From: DougEwell2@cs.com
Date: Mon Feb 26 2001 - 11:17:27 EST


In a message dated 2001-02-26 02:01:51 Pacific Standard Time,
marco.cimarosti@essetre.it writes:

> Doug Ewell wrote:
> > A *script* like Latin or Cyrillic typically has many more
> > characters than any one language will ever use.
> > An *alphabet* is, by definition, language-specific.
>
> Hhmmm...
>
> We probably all agree that Chinese, Japanese and Korean share the "CJK
> script".
>
> But would you say, following your definition, that the subset of the CJK
> Script used to write Mandarin in Mainland China should be called "The
> Chinese Simplified *Alphabet*"?
>
> I know that the term "alphabet" is used in a similar manner in information
> theory, but this doesn't sound very fine to me when talking about writing
> systems.

As usual, I have used terminology when thinking and talking about alphabetic
scripts that does not apply to non-alphabetic scripts.

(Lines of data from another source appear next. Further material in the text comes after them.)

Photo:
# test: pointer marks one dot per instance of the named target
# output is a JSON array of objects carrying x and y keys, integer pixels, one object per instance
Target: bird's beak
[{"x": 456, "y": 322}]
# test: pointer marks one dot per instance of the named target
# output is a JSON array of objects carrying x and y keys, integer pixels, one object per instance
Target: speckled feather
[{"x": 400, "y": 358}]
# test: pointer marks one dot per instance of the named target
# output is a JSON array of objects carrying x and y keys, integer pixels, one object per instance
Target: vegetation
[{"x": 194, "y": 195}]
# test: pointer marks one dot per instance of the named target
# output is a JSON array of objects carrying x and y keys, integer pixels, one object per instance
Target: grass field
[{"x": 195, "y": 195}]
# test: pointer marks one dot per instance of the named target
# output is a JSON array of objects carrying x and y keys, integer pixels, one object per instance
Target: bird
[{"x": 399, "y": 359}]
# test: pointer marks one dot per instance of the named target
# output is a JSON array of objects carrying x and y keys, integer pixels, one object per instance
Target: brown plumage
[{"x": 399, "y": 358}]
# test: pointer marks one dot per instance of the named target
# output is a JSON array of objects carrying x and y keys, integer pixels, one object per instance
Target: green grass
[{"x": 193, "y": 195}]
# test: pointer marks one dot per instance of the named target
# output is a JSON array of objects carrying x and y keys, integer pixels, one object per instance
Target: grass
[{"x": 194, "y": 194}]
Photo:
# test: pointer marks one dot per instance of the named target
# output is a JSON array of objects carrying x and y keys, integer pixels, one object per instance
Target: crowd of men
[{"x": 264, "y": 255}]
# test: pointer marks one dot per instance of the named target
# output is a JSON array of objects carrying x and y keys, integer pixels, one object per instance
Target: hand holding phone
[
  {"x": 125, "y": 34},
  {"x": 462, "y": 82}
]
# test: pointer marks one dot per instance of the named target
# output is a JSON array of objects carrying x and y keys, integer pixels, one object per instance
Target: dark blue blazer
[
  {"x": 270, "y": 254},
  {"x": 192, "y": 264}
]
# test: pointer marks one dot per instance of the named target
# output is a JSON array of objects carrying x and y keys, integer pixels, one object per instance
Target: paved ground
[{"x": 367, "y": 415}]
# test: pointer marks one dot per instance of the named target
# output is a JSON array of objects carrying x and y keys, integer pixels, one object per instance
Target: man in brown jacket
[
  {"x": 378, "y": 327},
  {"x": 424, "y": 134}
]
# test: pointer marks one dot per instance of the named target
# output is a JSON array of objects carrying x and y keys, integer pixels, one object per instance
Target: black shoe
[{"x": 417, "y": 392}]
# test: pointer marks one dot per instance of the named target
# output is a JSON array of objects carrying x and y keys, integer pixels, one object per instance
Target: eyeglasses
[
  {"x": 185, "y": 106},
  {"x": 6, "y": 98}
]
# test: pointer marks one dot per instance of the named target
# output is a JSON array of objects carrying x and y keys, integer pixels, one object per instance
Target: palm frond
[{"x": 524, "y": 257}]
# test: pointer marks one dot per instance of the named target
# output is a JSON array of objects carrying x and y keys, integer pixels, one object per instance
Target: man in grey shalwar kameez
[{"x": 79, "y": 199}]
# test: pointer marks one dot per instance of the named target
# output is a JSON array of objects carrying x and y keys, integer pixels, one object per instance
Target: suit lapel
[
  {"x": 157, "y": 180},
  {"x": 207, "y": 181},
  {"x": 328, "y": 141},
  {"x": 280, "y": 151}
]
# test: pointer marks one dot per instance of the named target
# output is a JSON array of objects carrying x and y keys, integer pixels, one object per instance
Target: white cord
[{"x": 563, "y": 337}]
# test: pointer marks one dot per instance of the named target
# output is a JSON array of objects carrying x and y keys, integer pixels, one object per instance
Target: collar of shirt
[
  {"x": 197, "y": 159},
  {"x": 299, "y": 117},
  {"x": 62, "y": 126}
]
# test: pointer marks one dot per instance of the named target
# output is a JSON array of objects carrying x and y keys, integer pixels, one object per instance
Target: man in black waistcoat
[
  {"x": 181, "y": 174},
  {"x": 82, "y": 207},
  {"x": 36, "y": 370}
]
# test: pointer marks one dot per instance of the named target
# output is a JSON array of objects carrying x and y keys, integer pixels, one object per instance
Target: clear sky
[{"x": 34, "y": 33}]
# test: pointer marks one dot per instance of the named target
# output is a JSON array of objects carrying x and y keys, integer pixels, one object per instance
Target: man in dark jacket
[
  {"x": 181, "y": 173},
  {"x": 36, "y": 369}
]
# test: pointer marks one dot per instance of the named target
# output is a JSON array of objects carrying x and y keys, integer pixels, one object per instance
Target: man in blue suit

The original
discussion was about the Latin script, and I dragged the Cyrillic script into
it. It was not intended to describe non-alphabetic scripts, although the
same situation may apply to them: { alphabet, abjad, syllabary } != script.

I can defend myself (in the slick lawyerly way) by pointing out that in my
statement above, I did not claim that every script has an alphabet as a
subset, only that -- echoing Peter Constable's original point -- an alphabet
is a subset of a script. So is an abjad or syllabary, for that matter. (Is
there an English-language term for the subset of the CJK ideographic script
that is used by a given language, say, Japanese?)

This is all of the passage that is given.